Tesseract is an optical character recognition (OCR) engine originally developed by Hewlett Packard, in 2005 it was open sourced under Apache license. Its development is now supported by Google. Version 3.0 was released in September 2010 apart from other things this version offers support for Polish language.
Wiki at Tesseract website is a bit messy, that is why I decided to describe my experience with building and installation of Tesseract 3.0. I was working on Ubuntu 10.10 server edition, deployed on virtual machine created using Oracle Virtual Box.
First, I’ve install build-essential and autoconf:
sudo apt-get install build-essential sudo apt-get install autoconf
Next, step according to Tesseract wiki is to install dependencies:
sudo apt-get install libpng12-dev sudo apt-get install libjpeg62-dev sudo apt-get install libtiff4-dev sudo apt-get install zlib1g-dev
Please note, that the name of zlib1g-dev package is misspelled in the wiki.
I’ve tried to install libleptonica (Leptonica is also required dependency) package from default Ubuntu repositories but Tesseract’s ./configure script does not recognize that it is installed. To cope with that I have downloaded sources of Leptonica 1.6.7 from its Google Code website and than followed rather standard build process:
./configure make sudo make install sudo ldconfig
The next step was downloading tesseract-3.00.tar.gz from Tesseract project website. Uncompress archive, go to tesseract-3.0 directory and invoke:
After invoking ./configure you should check config_auto.h is dependencies were recognised by ./configure script.
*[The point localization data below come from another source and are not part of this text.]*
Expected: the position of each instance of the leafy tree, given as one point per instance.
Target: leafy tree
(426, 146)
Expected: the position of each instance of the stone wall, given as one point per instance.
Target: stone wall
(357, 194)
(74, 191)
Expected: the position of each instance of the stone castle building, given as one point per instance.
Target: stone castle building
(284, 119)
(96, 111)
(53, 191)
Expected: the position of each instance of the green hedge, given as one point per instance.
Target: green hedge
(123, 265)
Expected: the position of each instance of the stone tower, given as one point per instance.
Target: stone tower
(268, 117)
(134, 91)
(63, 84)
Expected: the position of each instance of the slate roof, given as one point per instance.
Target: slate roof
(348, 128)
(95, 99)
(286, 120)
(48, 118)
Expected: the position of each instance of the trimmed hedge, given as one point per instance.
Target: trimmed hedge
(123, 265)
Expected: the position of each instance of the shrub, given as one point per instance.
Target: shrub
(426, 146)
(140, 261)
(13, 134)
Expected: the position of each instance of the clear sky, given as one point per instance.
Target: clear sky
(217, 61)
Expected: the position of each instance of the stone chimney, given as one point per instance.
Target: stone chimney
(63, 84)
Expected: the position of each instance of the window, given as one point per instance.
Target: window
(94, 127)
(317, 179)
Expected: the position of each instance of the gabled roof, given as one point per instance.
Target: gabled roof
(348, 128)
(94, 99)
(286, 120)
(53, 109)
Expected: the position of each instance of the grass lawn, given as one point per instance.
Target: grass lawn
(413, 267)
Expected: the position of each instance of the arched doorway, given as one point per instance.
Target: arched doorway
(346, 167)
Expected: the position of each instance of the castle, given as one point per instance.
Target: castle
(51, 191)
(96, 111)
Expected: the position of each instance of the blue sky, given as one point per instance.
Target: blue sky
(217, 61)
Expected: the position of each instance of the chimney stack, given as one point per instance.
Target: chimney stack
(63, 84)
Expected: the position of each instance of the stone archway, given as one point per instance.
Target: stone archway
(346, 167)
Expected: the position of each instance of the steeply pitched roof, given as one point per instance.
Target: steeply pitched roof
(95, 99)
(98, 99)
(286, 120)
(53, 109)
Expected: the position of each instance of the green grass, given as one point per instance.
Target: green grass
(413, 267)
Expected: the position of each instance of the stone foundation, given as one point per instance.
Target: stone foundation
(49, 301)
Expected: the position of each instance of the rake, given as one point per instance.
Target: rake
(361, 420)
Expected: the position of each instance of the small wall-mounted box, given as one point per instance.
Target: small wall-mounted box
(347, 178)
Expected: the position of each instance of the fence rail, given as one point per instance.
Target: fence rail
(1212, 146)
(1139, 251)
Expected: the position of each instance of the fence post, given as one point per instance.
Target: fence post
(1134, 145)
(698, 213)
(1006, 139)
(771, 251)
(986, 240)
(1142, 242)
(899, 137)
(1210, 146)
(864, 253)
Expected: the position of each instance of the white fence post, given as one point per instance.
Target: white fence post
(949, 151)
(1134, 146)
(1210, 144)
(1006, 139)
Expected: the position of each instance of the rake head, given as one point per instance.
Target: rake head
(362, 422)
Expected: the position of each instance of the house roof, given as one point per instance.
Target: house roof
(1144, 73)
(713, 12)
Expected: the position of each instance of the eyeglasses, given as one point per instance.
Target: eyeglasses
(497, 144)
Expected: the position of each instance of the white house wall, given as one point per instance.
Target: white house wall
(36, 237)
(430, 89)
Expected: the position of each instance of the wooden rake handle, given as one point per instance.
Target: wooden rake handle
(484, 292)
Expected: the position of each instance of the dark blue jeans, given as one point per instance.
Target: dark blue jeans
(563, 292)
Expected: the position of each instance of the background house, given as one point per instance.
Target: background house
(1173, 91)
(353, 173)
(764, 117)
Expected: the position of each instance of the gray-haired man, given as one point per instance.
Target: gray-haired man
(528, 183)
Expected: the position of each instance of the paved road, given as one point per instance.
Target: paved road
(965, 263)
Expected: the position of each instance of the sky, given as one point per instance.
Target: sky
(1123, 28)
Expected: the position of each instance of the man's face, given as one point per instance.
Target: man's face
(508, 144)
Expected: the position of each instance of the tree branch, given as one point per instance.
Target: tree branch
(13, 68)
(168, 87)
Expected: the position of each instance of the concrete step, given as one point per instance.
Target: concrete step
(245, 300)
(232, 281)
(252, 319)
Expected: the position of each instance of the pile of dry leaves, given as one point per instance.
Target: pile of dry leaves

Header file should contain #define for HAVE_LIBLEPT, HAVE_LIBPNG, HAVE_LIBTIFF, HAVE_LIBJPEG and HAVE_ZLIB.
make sudo make install sudo ldconfig
Without ldconfig you might experience problems with launching Tesseract.
Download languages of your choice from Tesseract website and place them (uncompress first) in your tessdata folder (by default /usr/local/share/tessdata).
Now run the OCR using:
tesseract phototest.tiff out.txt -l eng more out.txt
Hope that this will be helpful.